Falta en la filmografía española, tan irregular y escasa acerca de la guerra de 1936, una recreación de lo que fue aquel día de septiembre de 1937, pocas semanas antes de que las tropas sublevadas ocuparan Gijón y cayera con la ciudad el frente norte republicano. De seguro que en cualquier otro país de nuestro entorno, en el que se hubiera vivido esta dramática evacuación, no faltarían cineastas que acometieran no solo ese viaje sino las penalidades que hubieron de soportar sus viajeros, una vez radicados en ciudades como Leningrado, duramente asediadas por las tropas nazis poco después en la Segunda Guerra Mundial.
En el capítulo de agradecimientos por mantener vive esa memoria, ahora que en La Rula se presenta una exposición de aquella diáspora, debo mencionar a mi estimado David Acera, magnífico actor y narrador oral, que entre su repertorio tiene los cuentos de Pablo Miaja (1876-1957), el maestro ovetense vinculado con la Institución Libre de Enseñanza, primo del general José Miaja, que dirigió la expedición de aquel millar de pequeños refugiados. Acera, con indudable acierto, subtituló su espectáculo ‘De cuando las palabras se convirtieron en remos para huir de la guerra’. Habría sido un acierto también que la muestra que se ofrece estos días de La Rula, ‘Las dos patrias de los Niños de la Guerra’, hubiese contado en el programa, bien para inaugurarla o clausurarla, con el buen hacer actoral de David Acera para que las palabras del olvidado Pablo Miaja sirvieran en esta ocasión como ilustración sonora de las fotografías que se ofrecen en la exposición.

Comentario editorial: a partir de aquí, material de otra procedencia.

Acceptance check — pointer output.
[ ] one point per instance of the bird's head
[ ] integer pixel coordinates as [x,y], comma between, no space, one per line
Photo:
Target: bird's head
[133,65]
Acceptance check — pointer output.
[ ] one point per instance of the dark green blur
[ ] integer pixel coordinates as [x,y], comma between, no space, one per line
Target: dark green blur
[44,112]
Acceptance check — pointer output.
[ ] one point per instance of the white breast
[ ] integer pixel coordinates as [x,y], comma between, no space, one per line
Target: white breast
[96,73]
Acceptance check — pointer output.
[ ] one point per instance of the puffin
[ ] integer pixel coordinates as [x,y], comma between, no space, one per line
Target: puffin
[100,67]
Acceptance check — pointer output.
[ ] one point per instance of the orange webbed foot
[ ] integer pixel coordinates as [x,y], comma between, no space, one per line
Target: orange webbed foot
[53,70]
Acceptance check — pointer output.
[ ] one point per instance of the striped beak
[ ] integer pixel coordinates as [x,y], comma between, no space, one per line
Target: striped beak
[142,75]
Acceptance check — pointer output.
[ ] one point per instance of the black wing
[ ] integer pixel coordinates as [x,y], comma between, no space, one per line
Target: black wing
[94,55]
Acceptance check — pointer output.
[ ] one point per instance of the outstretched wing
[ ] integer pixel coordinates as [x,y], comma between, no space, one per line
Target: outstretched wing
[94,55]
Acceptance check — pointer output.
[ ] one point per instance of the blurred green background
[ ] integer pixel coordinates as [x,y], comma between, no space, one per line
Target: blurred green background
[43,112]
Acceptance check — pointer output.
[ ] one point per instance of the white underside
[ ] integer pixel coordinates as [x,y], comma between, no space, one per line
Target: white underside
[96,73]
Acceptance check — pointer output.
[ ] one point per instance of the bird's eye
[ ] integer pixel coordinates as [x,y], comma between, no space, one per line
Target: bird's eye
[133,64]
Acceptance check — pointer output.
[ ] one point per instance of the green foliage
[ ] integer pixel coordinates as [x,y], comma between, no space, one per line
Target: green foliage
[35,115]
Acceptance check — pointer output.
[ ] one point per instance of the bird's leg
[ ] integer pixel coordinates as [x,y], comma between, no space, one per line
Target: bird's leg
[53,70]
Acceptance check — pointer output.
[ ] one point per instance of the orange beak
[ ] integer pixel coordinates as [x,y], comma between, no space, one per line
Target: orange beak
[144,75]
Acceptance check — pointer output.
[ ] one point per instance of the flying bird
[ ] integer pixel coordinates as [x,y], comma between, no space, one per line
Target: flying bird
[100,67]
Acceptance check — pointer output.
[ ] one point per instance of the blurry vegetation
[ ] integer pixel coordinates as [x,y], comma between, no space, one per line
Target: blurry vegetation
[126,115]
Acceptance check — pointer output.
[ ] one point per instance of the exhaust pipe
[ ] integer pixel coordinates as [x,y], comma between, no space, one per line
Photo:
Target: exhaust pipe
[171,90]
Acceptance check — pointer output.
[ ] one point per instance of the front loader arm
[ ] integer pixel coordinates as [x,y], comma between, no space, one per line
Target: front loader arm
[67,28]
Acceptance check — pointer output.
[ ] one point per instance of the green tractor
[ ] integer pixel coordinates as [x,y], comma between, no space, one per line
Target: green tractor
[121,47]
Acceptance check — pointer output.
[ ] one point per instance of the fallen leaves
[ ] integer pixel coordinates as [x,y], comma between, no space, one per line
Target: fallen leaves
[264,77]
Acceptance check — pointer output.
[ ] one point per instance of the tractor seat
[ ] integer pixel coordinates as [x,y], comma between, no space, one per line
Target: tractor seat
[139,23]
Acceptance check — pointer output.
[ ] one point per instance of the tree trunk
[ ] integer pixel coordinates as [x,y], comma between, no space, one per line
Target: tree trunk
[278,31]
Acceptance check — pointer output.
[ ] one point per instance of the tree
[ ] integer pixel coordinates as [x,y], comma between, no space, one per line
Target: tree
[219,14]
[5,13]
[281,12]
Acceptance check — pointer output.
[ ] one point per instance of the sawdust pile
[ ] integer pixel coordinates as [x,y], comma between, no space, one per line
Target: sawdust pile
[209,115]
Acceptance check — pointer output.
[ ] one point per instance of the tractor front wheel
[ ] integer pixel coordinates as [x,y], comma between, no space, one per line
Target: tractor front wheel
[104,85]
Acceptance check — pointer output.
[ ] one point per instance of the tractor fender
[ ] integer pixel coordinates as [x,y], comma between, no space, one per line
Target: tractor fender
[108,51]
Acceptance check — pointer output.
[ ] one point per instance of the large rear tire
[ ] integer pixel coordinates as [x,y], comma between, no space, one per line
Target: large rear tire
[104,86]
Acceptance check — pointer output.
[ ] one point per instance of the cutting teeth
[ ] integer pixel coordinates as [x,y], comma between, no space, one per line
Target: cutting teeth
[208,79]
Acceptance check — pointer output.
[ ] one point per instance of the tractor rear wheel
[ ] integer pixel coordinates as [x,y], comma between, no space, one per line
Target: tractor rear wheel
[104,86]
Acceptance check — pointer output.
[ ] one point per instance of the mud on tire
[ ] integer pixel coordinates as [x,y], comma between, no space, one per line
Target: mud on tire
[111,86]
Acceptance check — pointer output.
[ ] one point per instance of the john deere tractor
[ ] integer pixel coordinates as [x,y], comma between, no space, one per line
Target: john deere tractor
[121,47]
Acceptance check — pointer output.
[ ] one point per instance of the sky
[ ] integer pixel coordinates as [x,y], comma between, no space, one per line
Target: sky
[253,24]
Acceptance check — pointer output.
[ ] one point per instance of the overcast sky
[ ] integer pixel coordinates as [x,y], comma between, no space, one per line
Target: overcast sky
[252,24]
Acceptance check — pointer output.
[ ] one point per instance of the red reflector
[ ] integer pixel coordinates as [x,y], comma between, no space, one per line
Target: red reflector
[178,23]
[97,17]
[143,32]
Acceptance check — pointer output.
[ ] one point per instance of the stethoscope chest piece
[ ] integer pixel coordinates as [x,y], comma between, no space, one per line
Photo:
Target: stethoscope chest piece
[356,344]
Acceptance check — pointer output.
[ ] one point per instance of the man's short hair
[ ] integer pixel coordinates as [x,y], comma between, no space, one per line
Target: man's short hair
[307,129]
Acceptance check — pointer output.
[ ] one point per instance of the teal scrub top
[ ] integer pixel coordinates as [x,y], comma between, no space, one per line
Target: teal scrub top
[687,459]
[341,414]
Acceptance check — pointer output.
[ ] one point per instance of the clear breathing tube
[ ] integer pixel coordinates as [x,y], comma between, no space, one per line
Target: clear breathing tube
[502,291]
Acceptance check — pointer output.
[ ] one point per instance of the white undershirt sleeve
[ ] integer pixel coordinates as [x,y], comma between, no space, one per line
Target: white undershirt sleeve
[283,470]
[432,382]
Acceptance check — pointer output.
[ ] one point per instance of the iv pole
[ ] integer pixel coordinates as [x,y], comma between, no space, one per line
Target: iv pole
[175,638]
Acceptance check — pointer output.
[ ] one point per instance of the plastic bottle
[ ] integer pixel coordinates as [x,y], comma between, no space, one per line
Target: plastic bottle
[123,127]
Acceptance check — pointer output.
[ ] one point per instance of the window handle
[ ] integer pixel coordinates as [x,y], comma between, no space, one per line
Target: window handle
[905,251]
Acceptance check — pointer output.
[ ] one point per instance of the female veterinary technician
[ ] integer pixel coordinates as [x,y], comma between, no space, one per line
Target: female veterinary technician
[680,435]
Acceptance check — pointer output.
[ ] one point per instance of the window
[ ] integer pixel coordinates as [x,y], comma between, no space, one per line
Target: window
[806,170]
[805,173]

Nos cuenta Goti que su madre y su tía estuvieron en la lista para ser enviadas a la Unión Soviética, pero en el último momento el güelu Nemesio dijo que se quedaban, y se mantuvo en sus trece pese a la enorme presión familiar para que no adoptase esa decisión. Sí salieron del puerto de El Musel los tres hijos de su tía-abuela Luisa, casada con Nilo Álvarez, que estaba en la organización del viaje. Uno de ellos salió ya enfermo de Gijón y murió al poco tiempo. Los otros dos se formaron en la Unión Soviética: uno como director de fotografía y otro como ingeniero.
Algunos de los padres de esos niños fueron fusilados por las tropas sublevadas contra el gobierno del Frente Popular. Otros pasaron por las cárceles y los campos de concentración franquistas. En cada uno de los hogares en los que se vivió la amarga disyuntiva de separarse de los hijos o mantenerlos en casa ante una perspectiva de hambre, miseria y posible orfandad, debieron darse situaciones tan dramáticas como las que cuenta Goti del Sol. Nunca la historia de aquellos Niños de las dos patrias deberá habitar en el olvido.